South Africa is suffering unnecessary turmoils
South Africa is suffering from a multiplicity of turmoils, one of which has been Covid-19, the others being totally homegrown. South Africans have been battered mercilessly, and in many ways, unnecessarily.
Before Covid-19 arrived on the scene, our own elected government had presided over a steady deterioration in the economy. There are a large number of problems, many of them appearing almost daily in the news. Who has not heard of the troubles experienced by the large state corporations and the massive losses they have incurred?
Let’s look at Eskom as one of the examples. This state-owned enterprise functions on the basis that whatever costs it experiences, for whatever reason, electricity customers and taxpayers foot the bill. When Eskom’s expenditure far exceeds its available resources, it goes cap in hand to NERSA (the National Energy Regulator of South Africa) to approve an increase in the price it can charge the long-suffering buyers of electricity. And if that is not enough, the taxpayer pays through the Treasury. In the meantime, Eskom borrows money wherever it can find it.
By all accounts, the electricity company is over-staffed, inefficient, not providing a reliable service and allowed to charge above-inflation increases year after year. It regularly switches off the electricity supply to customers at short notice, causing havoc in the economy and in people’s lives. While South Africa has been clinging to a government-owned and managed electricity monopoly most other countries of any size have been liberalising their production, transmission, distribution, and sale of electricity. The process has led to increased efficiency and economic growth.
The wording in the Constitution and in the other South African aspirational document, the Freedom Charter, have clearly been forgotten by decision-makers who are responsible for policy decisions in Parliament and government. The Freedom Charter said: “We, the People of South Africa, declare for all our country and the world to know: that South Africa belongs to all who live in it, black and white, and that no government can justly claim authority unless it is based on the will of all the people; that our people have been robbed of their birth-right to land, liberty and peace by a form of government founded on injustice and inequality; that our country will never be prosperous or free until all our people live in brotherhood, enjoying equal rights and opportunities; that only a democratic state, based on the will of all the people, can secure to all their birth-right without distinction of colour, race, sex or belief; And therefore, we, the people of South Africa, black and white together equals, countrymen and brothers adopt this Freedom Charter; And we pledge ourselves to strive together, sparing neither strength nor courage, until the democratic changes here set out have been won.”
In talking about America, Thomas Jefferson made the following famous statement: “An elective despotism was not the government we fought for; but one that should not only be founded on free principles, but in which the powers of government should be so divided and balanced among several bodies of magistracy, as that no one could transcend their legal limits, without being effectually checked and restrained by others….”
What the Freedom Charter and Jefferson were talking about goes to the root cause of the kind of problem that Eskom is experiencing. Decisions taken relating to matters that have a significant impact on the lives of the people are not the result of the people’s choices but of their elected representatives. If there were competing generators and distributors of electricity in South Africa, they would be vying through the quality of their service and their prices to become the first choice of the buyers of electricity. In that way the people would govern. They would decide who should be generating and distributing electricity in the country and at what price.
Imagine how the retailing of food would be handled if the government took all the decisions regarding the food distribution process.
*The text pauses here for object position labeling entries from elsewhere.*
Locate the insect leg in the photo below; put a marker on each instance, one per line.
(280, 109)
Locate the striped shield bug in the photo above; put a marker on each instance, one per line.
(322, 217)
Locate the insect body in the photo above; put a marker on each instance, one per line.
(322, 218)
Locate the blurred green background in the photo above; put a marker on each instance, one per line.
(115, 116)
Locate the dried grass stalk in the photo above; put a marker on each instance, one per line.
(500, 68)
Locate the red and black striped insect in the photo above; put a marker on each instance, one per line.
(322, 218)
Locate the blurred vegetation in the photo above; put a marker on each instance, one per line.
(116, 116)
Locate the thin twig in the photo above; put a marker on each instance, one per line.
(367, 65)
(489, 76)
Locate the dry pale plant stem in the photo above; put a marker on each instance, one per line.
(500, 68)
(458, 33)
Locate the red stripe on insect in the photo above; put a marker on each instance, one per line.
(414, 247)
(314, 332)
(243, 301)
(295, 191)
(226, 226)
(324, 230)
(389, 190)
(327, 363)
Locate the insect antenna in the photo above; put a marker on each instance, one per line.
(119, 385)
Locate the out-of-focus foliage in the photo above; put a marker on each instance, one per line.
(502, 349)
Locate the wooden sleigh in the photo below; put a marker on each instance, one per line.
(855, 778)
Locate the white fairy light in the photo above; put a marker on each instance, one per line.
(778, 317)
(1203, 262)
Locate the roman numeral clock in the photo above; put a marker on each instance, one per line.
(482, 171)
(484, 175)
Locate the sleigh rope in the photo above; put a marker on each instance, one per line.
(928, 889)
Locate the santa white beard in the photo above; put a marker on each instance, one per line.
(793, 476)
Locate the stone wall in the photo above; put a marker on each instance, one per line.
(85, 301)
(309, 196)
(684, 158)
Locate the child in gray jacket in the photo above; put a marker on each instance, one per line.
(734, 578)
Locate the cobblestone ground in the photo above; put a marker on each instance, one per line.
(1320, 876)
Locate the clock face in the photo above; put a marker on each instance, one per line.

Would they have competing retail stores such as the ones we have currently, where the “Customer is Queen” as Raymond Ackerman of Pick n Pay once described the situation? Not likely! Anyone who visited East Berlin during the Russian occupation would have been shocked at the poor quality of the goods displayed in the stores and to experience the poor service from the officials in charge. The difference between the day-to-day lives of those Germans living in East and West Berlin were as different as night and day. When the Berlin Wall came down the lives of the people living in East Berlin changed dramatically for the better. It is competition between providers of goods and services that results in the greatest choices for customers, in the quality of goods and services available, and the prices they pay. And the highest level of competition comes about in the countries where the people have the greatest levels of individual freedom. The best governance of countries occurs where the people have the greatest level of say over the day-to-day decisions that affect their lives.
The quality of service, choice, and prices of electricity would change as dramatically as the fall of the Berlin Wall if the entire process of generation, transmission, distribution, and sale of electricity was thrown open to competing providers. There has been a worldwide liberalisation of the various aspects of the electricity business with considerable benefit to the citizens of the countries where this has occurred. It is surely time for South Africa to take a similar positive step.